Department of Defence
“I’ve had 31 great years working with amazing people on meaningful tasks,” Alexander wrote in a LinkedIn post.
“Thanks to all the many people I’ve worked with, [and to] all the friends I’ve made in government, industry and academia. I hope I left it better than I found it.”
Alexander spent the past two years as Defence CTO, after joining Defence in December 2021 as its first assistant secretary of the ICT delivery division.
He took the CTO reins in November 2023, when the department’s ICT function was restructured.
Then CTO Justin Keefe moved to become first assistant secretary of digital capability, before leaving Defence in November 2024 to join the Department of the Prime Minister and Cabinet.

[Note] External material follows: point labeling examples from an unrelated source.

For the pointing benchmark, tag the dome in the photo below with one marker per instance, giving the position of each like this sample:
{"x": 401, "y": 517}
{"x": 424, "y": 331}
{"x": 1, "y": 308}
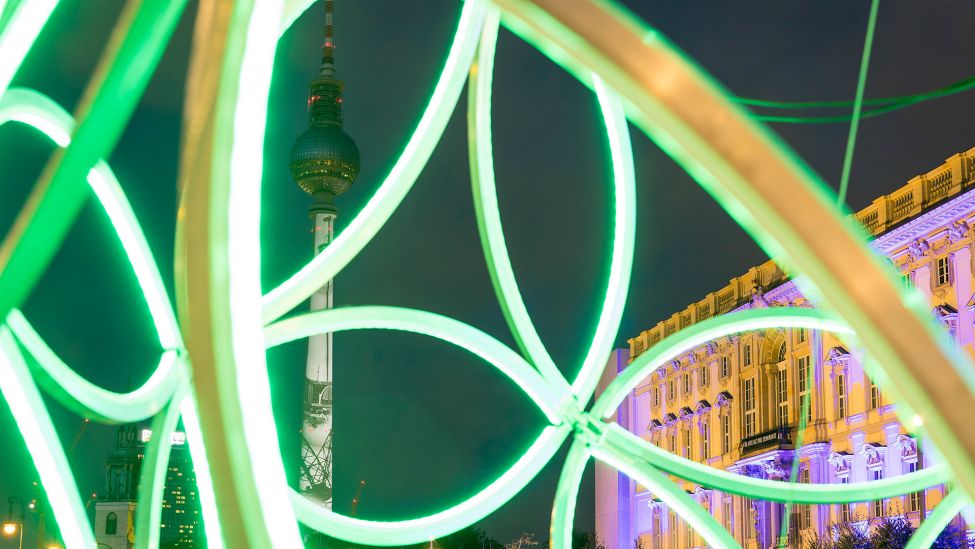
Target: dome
{"x": 324, "y": 159}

iTnews understands that Defence is looking to appoint a permanent CTO and that interim acting arrangements are in place.
A Defence spokesperson would not say who is acting in the CTO role.
During Alexander’s time as CTO, the department worked towards IT modernisation and building its internal capability, coinciding with a broader government push to diminish reliance on contractors and outsourcing.
Technology was listed as one of the four job families in the department’s 2024-2025 annual report [pdf] that Defence was targeting to bring core work in-house.
In February, Alexander highlighted Defence's success in recruitment of technology talent for in-house roles.
Prior to working at Defence, Alexander was deputy chief executive of the Digital Transformation Agency (DTA) and chief information officer of Commonwealth Treasury.